¿Quién da más? RMS Titanic Inc. espera autorización para subasta de artefactos del famoso navío
La jueza Rebecca Beach Smith solicitó a RMS Titanic presentar públicamente más detalles sobre la subasta, incluyendo el número exacto de artefactos a vender
La empresa RMS Titanic Inc., que posee los derechos exclusivos para recuperar objetos del Titanic, busca subastar 100 artefactos extraídos del fondo del océano, a un siglo del hundimiento del famoso navío. Hasta donde se ha reportado, dichos objetos se obtuvieron de la primera expedición de rescate, en 1987.

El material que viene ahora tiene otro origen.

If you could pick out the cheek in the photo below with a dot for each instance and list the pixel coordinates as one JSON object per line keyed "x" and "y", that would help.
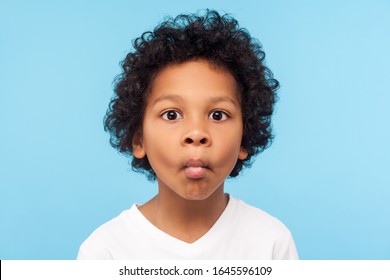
{"x": 159, "y": 147}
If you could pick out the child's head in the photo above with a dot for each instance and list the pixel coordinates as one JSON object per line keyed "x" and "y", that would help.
{"x": 212, "y": 38}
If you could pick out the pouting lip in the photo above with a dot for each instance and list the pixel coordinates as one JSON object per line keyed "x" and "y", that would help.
{"x": 195, "y": 163}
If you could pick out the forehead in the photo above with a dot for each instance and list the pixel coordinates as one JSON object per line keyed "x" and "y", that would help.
{"x": 194, "y": 78}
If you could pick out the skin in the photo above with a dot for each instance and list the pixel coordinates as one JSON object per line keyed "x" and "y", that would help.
{"x": 191, "y": 134}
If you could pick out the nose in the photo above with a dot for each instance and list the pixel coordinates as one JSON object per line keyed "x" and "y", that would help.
{"x": 196, "y": 137}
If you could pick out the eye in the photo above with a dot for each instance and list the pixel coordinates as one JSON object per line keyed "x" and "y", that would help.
{"x": 171, "y": 115}
{"x": 218, "y": 115}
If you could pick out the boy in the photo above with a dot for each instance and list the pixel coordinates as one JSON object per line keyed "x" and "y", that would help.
{"x": 192, "y": 107}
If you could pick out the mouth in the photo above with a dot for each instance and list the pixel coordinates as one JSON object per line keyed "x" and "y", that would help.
{"x": 195, "y": 169}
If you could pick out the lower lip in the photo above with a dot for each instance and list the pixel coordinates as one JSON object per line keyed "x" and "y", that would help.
{"x": 195, "y": 172}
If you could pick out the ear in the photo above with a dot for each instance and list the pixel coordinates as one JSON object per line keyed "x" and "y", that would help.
{"x": 243, "y": 153}
{"x": 138, "y": 147}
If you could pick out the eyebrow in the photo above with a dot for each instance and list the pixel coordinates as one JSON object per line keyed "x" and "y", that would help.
{"x": 178, "y": 98}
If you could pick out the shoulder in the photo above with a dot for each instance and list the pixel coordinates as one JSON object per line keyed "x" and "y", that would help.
{"x": 101, "y": 241}
{"x": 263, "y": 230}
{"x": 258, "y": 218}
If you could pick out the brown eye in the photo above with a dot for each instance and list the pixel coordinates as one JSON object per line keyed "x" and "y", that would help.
{"x": 171, "y": 115}
{"x": 218, "y": 116}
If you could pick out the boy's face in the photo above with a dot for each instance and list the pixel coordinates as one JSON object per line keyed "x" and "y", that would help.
{"x": 192, "y": 128}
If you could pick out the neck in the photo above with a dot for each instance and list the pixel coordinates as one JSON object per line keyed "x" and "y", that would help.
{"x": 187, "y": 220}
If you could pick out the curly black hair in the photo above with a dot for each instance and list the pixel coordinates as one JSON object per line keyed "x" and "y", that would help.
{"x": 212, "y": 37}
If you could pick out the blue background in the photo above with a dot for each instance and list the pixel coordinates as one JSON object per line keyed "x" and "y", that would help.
{"x": 326, "y": 176}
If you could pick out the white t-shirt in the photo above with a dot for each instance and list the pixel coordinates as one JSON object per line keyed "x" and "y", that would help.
{"x": 241, "y": 232}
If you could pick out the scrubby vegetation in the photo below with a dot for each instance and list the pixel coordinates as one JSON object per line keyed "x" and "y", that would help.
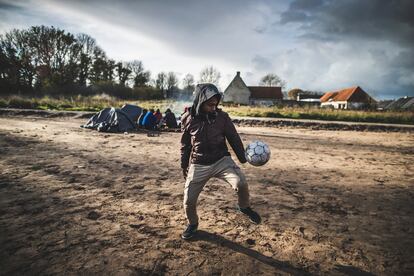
{"x": 98, "y": 102}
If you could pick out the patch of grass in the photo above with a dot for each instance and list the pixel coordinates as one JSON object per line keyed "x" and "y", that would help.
{"x": 313, "y": 113}
{"x": 98, "y": 102}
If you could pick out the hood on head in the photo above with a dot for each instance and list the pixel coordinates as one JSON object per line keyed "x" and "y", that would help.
{"x": 202, "y": 93}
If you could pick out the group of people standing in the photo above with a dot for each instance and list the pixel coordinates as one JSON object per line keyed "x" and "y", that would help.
{"x": 153, "y": 120}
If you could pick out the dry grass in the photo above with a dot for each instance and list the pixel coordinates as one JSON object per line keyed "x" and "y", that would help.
{"x": 98, "y": 102}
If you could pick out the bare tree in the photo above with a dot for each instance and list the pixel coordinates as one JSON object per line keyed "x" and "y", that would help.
{"x": 161, "y": 81}
{"x": 210, "y": 74}
{"x": 188, "y": 82}
{"x": 141, "y": 77}
{"x": 273, "y": 80}
{"x": 124, "y": 72}
{"x": 172, "y": 80}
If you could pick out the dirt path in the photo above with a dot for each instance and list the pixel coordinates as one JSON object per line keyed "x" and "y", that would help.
{"x": 74, "y": 200}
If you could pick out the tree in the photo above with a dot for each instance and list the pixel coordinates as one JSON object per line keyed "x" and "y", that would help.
{"x": 124, "y": 72}
{"x": 88, "y": 45}
{"x": 210, "y": 75}
{"x": 161, "y": 81}
{"x": 188, "y": 82}
{"x": 293, "y": 94}
{"x": 102, "y": 67}
{"x": 273, "y": 80}
{"x": 171, "y": 80}
{"x": 140, "y": 76}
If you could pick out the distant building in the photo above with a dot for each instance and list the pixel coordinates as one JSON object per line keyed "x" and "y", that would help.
{"x": 349, "y": 98}
{"x": 238, "y": 92}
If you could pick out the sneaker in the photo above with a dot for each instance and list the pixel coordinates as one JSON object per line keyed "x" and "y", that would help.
{"x": 253, "y": 216}
{"x": 189, "y": 232}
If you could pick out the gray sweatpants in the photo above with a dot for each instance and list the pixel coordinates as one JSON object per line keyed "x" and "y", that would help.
{"x": 197, "y": 177}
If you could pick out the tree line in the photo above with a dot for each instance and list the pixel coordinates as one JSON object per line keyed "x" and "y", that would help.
{"x": 44, "y": 60}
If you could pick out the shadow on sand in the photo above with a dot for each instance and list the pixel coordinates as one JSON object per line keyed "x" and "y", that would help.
{"x": 223, "y": 242}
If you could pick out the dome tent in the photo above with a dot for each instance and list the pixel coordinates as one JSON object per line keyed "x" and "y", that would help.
{"x": 114, "y": 119}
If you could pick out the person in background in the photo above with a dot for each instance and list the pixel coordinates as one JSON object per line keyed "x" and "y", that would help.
{"x": 150, "y": 121}
{"x": 158, "y": 116}
{"x": 169, "y": 119}
{"x": 141, "y": 118}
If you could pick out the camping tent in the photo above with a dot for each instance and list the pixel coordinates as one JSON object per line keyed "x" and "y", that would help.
{"x": 115, "y": 119}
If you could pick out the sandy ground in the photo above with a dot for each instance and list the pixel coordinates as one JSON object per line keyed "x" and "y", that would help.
{"x": 77, "y": 201}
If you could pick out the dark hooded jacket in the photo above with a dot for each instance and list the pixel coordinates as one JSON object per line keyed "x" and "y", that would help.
{"x": 204, "y": 135}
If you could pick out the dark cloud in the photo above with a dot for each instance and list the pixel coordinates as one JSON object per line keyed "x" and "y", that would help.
{"x": 6, "y": 6}
{"x": 261, "y": 63}
{"x": 370, "y": 19}
{"x": 380, "y": 32}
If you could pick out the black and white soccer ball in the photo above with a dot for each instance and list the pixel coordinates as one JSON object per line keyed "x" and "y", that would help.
{"x": 257, "y": 153}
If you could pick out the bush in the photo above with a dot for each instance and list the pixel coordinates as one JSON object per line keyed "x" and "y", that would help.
{"x": 20, "y": 102}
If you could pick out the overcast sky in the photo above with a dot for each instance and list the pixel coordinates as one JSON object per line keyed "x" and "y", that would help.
{"x": 321, "y": 45}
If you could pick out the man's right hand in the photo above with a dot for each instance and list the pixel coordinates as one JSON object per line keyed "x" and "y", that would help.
{"x": 185, "y": 172}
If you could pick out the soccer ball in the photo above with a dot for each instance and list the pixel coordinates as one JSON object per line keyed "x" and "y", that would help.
{"x": 257, "y": 153}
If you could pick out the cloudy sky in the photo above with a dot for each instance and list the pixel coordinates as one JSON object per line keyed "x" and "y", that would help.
{"x": 318, "y": 45}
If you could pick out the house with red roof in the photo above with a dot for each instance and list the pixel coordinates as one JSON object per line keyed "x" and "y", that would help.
{"x": 349, "y": 98}
{"x": 238, "y": 92}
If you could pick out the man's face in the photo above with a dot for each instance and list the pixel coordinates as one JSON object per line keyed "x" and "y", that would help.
{"x": 210, "y": 105}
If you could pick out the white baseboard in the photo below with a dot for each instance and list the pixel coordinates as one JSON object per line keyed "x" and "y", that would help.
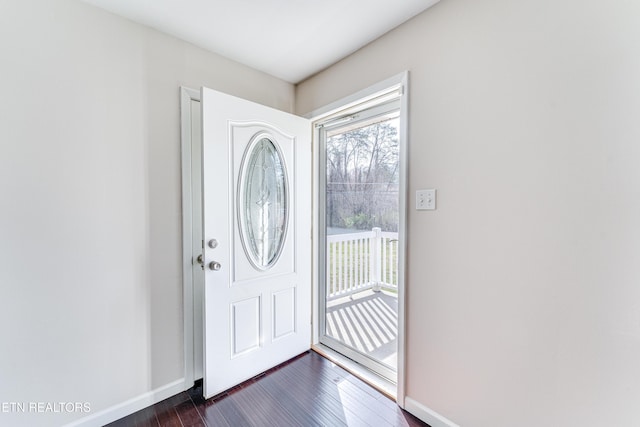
{"x": 427, "y": 415}
{"x": 130, "y": 406}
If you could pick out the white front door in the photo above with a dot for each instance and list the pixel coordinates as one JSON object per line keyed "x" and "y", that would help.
{"x": 257, "y": 193}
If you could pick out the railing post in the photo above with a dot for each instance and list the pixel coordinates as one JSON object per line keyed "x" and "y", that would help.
{"x": 376, "y": 262}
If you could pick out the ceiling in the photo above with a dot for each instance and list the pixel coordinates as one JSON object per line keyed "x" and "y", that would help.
{"x": 289, "y": 39}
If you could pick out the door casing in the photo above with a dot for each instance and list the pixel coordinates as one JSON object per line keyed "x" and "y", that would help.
{"x": 188, "y": 95}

La propuesta de este proyecto ha reavivado la controversia sobre el futuro de las piezas históricas recuperadas del barco.
¿QUIÉN DA MÁS?
La posible subasta fue revelada en documentos presentados por RMS Titanic ante un tribunal federal de Norfolk, Virginia, encargado de supervisar desde 1992 las operaciones relacionadas con el pecio. Inicialmente, la compañía intentó mantener en secreto sus planes. Sin embargo, la jueza Rebecca Beach Smith ordenó hacer pública la intención de vender los artefactos recuperados gracias a las labores de Estados Unidos y Francia.
De momento, no se ha informado con precisión qué objetos serían puestos a la venta, aunque en el sitio oficial de la empresa aparecen varias piezas emblemáticas obtenidas en aquella expedición, como una estatua de bronce de un querubín perteneciente a la Gran Escalera del barco; la campana del puesto de vigía; un collar colgante; una caja fuerte; un reloj de bolsillo; y un botón de uniforme de la naviera White Star Line.

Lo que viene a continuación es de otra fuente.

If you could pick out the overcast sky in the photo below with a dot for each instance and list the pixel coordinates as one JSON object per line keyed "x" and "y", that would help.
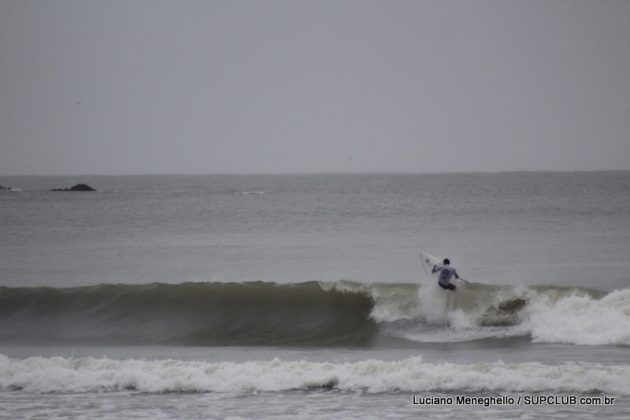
{"x": 261, "y": 86}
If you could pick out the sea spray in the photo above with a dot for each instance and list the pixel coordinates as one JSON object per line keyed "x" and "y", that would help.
{"x": 412, "y": 374}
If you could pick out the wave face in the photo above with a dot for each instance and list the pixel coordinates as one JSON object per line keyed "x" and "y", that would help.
{"x": 311, "y": 314}
{"x": 253, "y": 313}
{"x": 89, "y": 374}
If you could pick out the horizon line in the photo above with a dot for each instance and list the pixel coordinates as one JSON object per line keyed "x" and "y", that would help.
{"x": 489, "y": 172}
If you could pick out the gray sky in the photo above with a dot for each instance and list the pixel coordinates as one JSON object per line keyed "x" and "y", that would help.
{"x": 180, "y": 86}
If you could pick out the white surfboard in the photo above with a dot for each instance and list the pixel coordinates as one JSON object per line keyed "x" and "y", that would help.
{"x": 428, "y": 261}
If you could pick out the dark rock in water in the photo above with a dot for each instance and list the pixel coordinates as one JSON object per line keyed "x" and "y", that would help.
{"x": 78, "y": 187}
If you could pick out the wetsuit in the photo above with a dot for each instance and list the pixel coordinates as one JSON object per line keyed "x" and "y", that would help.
{"x": 446, "y": 272}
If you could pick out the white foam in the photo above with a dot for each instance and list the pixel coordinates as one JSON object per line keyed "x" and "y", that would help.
{"x": 374, "y": 376}
{"x": 581, "y": 320}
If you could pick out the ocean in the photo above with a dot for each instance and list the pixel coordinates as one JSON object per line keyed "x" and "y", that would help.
{"x": 305, "y": 296}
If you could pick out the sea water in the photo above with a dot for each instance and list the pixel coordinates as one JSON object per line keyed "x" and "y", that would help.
{"x": 303, "y": 296}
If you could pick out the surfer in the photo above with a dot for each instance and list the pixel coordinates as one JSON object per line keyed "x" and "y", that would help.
{"x": 446, "y": 272}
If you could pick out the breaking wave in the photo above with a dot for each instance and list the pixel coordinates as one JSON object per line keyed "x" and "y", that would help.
{"x": 89, "y": 374}
{"x": 311, "y": 314}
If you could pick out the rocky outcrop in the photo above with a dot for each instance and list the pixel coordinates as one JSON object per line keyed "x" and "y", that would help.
{"x": 77, "y": 187}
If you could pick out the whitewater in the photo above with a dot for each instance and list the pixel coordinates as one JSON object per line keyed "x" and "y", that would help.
{"x": 302, "y": 296}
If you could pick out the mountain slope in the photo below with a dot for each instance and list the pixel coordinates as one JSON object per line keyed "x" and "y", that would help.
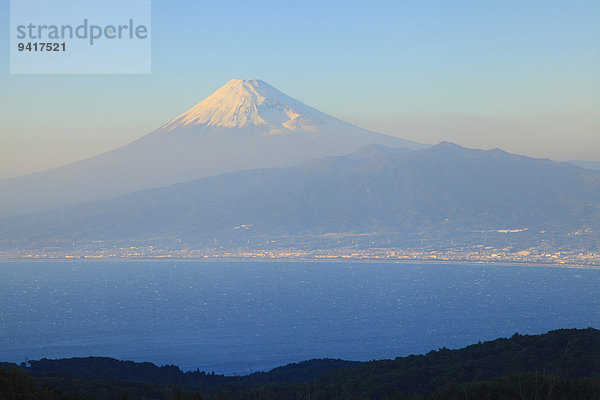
{"x": 446, "y": 188}
{"x": 245, "y": 124}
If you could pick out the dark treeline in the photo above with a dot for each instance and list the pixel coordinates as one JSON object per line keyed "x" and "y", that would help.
{"x": 562, "y": 364}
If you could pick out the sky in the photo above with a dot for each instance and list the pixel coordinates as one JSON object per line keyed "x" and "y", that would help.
{"x": 523, "y": 76}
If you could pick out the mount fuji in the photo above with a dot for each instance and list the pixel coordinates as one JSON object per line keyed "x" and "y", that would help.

Estas piezas forman parte de una colección histórica altamente valorada por coleccionistas y aficionados a la historia marítima.

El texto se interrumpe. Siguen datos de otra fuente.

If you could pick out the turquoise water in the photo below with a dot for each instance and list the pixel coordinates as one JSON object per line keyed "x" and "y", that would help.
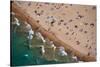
{"x": 22, "y": 55}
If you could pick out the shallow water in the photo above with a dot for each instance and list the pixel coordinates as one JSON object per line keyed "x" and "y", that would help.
{"x": 22, "y": 55}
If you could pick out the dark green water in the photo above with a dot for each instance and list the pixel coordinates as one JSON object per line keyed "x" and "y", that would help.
{"x": 22, "y": 55}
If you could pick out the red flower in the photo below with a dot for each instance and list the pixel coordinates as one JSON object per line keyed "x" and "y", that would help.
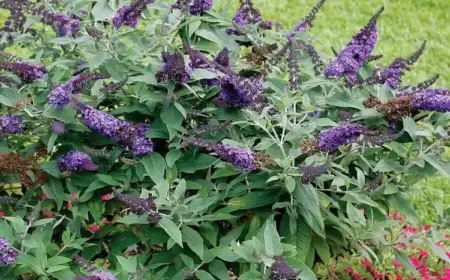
{"x": 415, "y": 261}
{"x": 396, "y": 264}
{"x": 94, "y": 228}
{"x": 48, "y": 213}
{"x": 423, "y": 253}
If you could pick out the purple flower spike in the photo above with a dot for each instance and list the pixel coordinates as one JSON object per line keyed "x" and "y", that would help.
{"x": 430, "y": 102}
{"x": 282, "y": 271}
{"x": 128, "y": 15}
{"x": 246, "y": 14}
{"x": 8, "y": 255}
{"x": 238, "y": 92}
{"x": 62, "y": 95}
{"x": 353, "y": 56}
{"x": 306, "y": 23}
{"x": 76, "y": 161}
{"x": 27, "y": 72}
{"x": 10, "y": 125}
{"x": 58, "y": 127}
{"x": 331, "y": 139}
{"x": 242, "y": 158}
{"x": 140, "y": 206}
{"x": 174, "y": 68}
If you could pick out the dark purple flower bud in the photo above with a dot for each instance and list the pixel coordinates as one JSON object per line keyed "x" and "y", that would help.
{"x": 129, "y": 14}
{"x": 432, "y": 102}
{"x": 353, "y": 56}
{"x": 281, "y": 270}
{"x": 331, "y": 139}
{"x": 86, "y": 265}
{"x": 8, "y": 255}
{"x": 62, "y": 94}
{"x": 27, "y": 72}
{"x": 310, "y": 172}
{"x": 76, "y": 161}
{"x": 238, "y": 92}
{"x": 306, "y": 23}
{"x": 142, "y": 146}
{"x": 246, "y": 14}
{"x": 265, "y": 24}
{"x": 174, "y": 68}
{"x": 58, "y": 127}
{"x": 10, "y": 125}
{"x": 140, "y": 206}
{"x": 242, "y": 158}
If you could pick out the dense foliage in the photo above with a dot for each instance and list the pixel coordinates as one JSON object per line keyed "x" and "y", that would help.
{"x": 155, "y": 140}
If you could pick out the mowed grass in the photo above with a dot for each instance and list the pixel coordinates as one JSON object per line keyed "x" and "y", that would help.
{"x": 401, "y": 28}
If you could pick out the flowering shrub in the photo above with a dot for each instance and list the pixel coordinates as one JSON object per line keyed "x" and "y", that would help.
{"x": 156, "y": 140}
{"x": 421, "y": 252}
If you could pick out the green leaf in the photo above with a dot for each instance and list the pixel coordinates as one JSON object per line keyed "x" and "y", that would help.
{"x": 172, "y": 230}
{"x": 128, "y": 264}
{"x": 193, "y": 239}
{"x": 388, "y": 165}
{"x": 403, "y": 204}
{"x": 251, "y": 200}
{"x": 172, "y": 156}
{"x": 102, "y": 10}
{"x": 219, "y": 269}
{"x": 66, "y": 114}
{"x": 55, "y": 191}
{"x": 272, "y": 243}
{"x": 322, "y": 249}
{"x": 117, "y": 69}
{"x": 155, "y": 166}
{"x": 405, "y": 262}
{"x": 203, "y": 275}
{"x": 51, "y": 167}
{"x": 307, "y": 201}
{"x": 434, "y": 160}
{"x": 97, "y": 60}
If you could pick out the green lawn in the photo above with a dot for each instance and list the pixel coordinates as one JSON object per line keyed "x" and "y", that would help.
{"x": 402, "y": 28}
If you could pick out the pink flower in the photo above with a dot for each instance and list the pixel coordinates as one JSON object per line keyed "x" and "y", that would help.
{"x": 366, "y": 263}
{"x": 415, "y": 261}
{"x": 48, "y": 213}
{"x": 94, "y": 228}
{"x": 423, "y": 253}
{"x": 396, "y": 264}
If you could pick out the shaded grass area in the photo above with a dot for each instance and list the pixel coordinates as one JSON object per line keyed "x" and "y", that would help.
{"x": 402, "y": 28}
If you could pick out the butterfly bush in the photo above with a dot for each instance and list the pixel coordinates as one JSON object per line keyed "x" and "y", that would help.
{"x": 173, "y": 140}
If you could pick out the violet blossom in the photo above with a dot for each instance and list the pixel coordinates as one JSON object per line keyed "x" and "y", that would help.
{"x": 331, "y": 139}
{"x": 353, "y": 56}
{"x": 27, "y": 72}
{"x": 11, "y": 124}
{"x": 76, "y": 161}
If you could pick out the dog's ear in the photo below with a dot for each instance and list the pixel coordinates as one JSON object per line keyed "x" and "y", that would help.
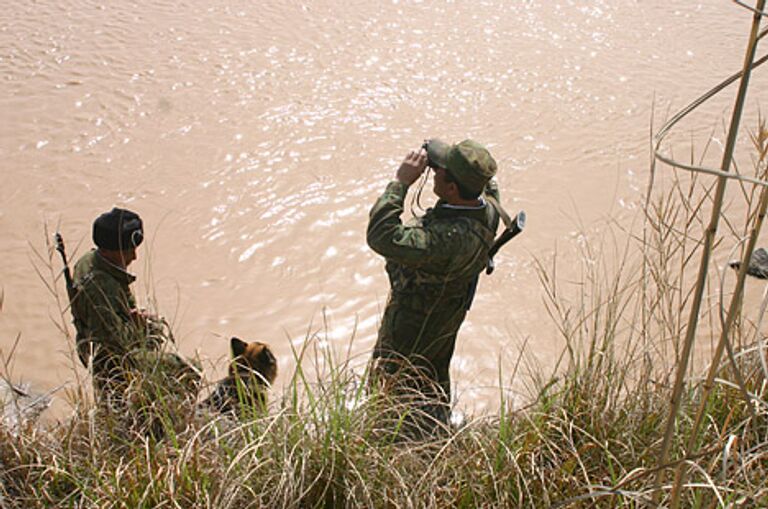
{"x": 238, "y": 347}
{"x": 266, "y": 356}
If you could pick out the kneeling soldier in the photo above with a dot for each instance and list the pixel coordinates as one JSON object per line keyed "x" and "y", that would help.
{"x": 112, "y": 333}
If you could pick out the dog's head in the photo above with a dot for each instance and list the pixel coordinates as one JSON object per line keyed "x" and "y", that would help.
{"x": 253, "y": 359}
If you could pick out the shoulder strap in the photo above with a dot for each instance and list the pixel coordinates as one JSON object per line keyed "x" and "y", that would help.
{"x": 502, "y": 213}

Las recientes ventas de artículos vinculados al Titanic reflejan el enorme interés económico. En abril, un chaleco salvavidas usado por un pasajero sobreviviente fue vendido en 906 mil dólares, mientras que un reloj de bolsillo de oro perteneciente a John Jacob Astor IV alcanzó los 800 mil dólares.
POLÉMICA Y PROBLEMAS: ¿QUÉ HAY DETRÁS DE LA SUBASTA?
La Oficina Nacional de Administración Oceánica y Atmosférica (NOAA) se pronunció contra la venta, al considerar que violaría órdenes judiciales emitidas en 2018, que obligan a mantener intacta la colección de objetos rescatados y, en dado caso de la repartición de la colección, se deberá contar con autorización previa del tribunal.
Además, existe un antecedente legal en Francia. Tras la expedición de 1987, un tribunal francés otorgó a la empresa la propiedad de los objetos bajo la condición expresa de que no fueran vendidos. El contrato firmado para aquella misión también señalaba que los artefactos solo podrían utilizarse con fines de exhibición pública y educativos.
Asimismo, The New York Times considera que detrás de la posible venta, también aparecen las complicaciones económicas de RMS Titanic. La compañía salió de bancarrota en 2019 tras declararse en quiebra años antes. Actualmente enfrenta una demanda por más de 4 millones de dólares interpuesta por la empresa C-Innovation, que alquiló una embarcación para una expedición científica realizada en 2024.
En esa misión no se recuperaron nuevos objetos, aunque sí se obtuvieron grabaciones de video y datos científicos sobre el estado del pecio. Según representantes legales de C-Innovation, esperan que una eventual venta de artefactos permita cubrir parte de la deuda pendiente.
LA DECISIÓN FINAL
La jueza Rebecca Beach Smith solicitó a RMS Titanic presentar públicamente más detalles sobre la subasta, incluyendo el número exacto de artefactos a vender, la descripción detallada de cada pieza, notificación formal al gobierno francés e información sobre la oposición del gobierno estadounidense.
Por ahora, el tribunal mantiene bloqueada cualquier venta o comercialización hasta determinar si los objetos continúan bajo su jurisdicción. La intención de vender piezas históricas del Titanic vuelve a abrir el debate entre quienes defienden la preservación íntegra del patrimonio y quienes consideran válida la comercialización bajo propiedad privada.